For the vessel with the blowdown valve, when the valve opens the pressure will drop resulting in flashing and the vapour will be blown down and then the liquid level will continue to drop until 0 barg is reached. Then I run this about 20% of the liquid is flashed. I am struggling with what will happen in the upstream vessel. As the pressure/level in the downstream vessel reduces, similar will happen in the upstream vessel as their levels must be equal. Modelling the entire system as one big vessel with a blowdown valve at the top seems reasonable...

However, I am not sure I really understand what will happen in the upstream vessel. Any thoughts on this?

 

[georgeverghese]

Would agree with your reduction of this to a single vessel from an emergency depressure perspective.

 

[Justice100]

Thanks George.

Out of interest I just ran a simulation for just the upstream vessel where the blowdown valve is on the vessel bottom. The vessel starts at 100 barg but liquid level is completely lost by the time the vessel is at ~20 barg. This can't be reflective of the what happens when the downstream vessel is connected as the liquid level is not lost. I am sure I am missing something simple but I can't understand how this system works as a whole.

 

[shvet]

As the pressure/level in the downstream vessel reduces, similar will happen in the upstream vessel as their levels must be equal.

Incorrect.

Liquid columns in the upstream and downstream vessels are equal (Hup = Hdown)
Pressure in vapor spaces of the upstream and downstream vessels are equal (Pup = Pdown).
The system is balanced SG*g*Hup + Pup = SG*g*Hdown + Pdown
Vapor and liquid phases compositions are equilibrium.

Pressure in vapor space of the downstream vessel drops down (Pup > Pdown).
Systems becomes unbalanced Hup + SG*g*Pup > Hdown + SG*g*Pdown
To become balanced system shall equal left and right parts of this equation. The only variable is the liquid column, which shall decrease. Part of the liquid shall move from the upstream vessel to the downstream one.
A driving force appears, the liquid moves from upstream to downstream.
Liquid level in the downstreama vessel rises up, liquid level in the upstream vessel drops down, the the vapor space in the upstream vessel expands.

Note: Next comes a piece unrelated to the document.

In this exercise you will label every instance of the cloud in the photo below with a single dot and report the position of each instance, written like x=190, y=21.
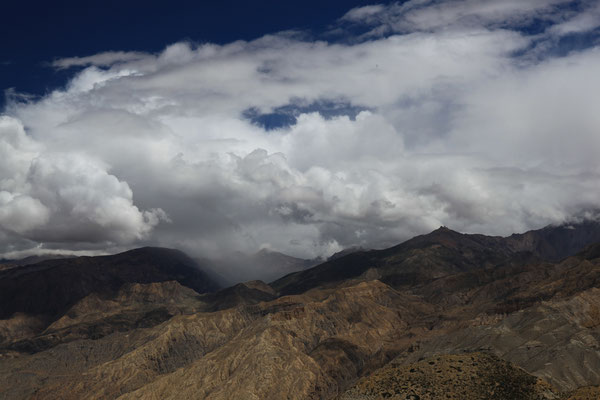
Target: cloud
x=48, y=196
x=443, y=120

The system will seek for a balance until:
- the both parts of the equation becomes equal, or
- the liquid seal gets lost and vapor spaces merge together

Note that the specific graviry (SG) of the liquid and gas density in both vapor spaces are not constant because of the liquid flashing.

I guess you do not understand how complex and unpredictable such case is. A worth exercise for training/studying, a worst one for a sound/responsible engineering.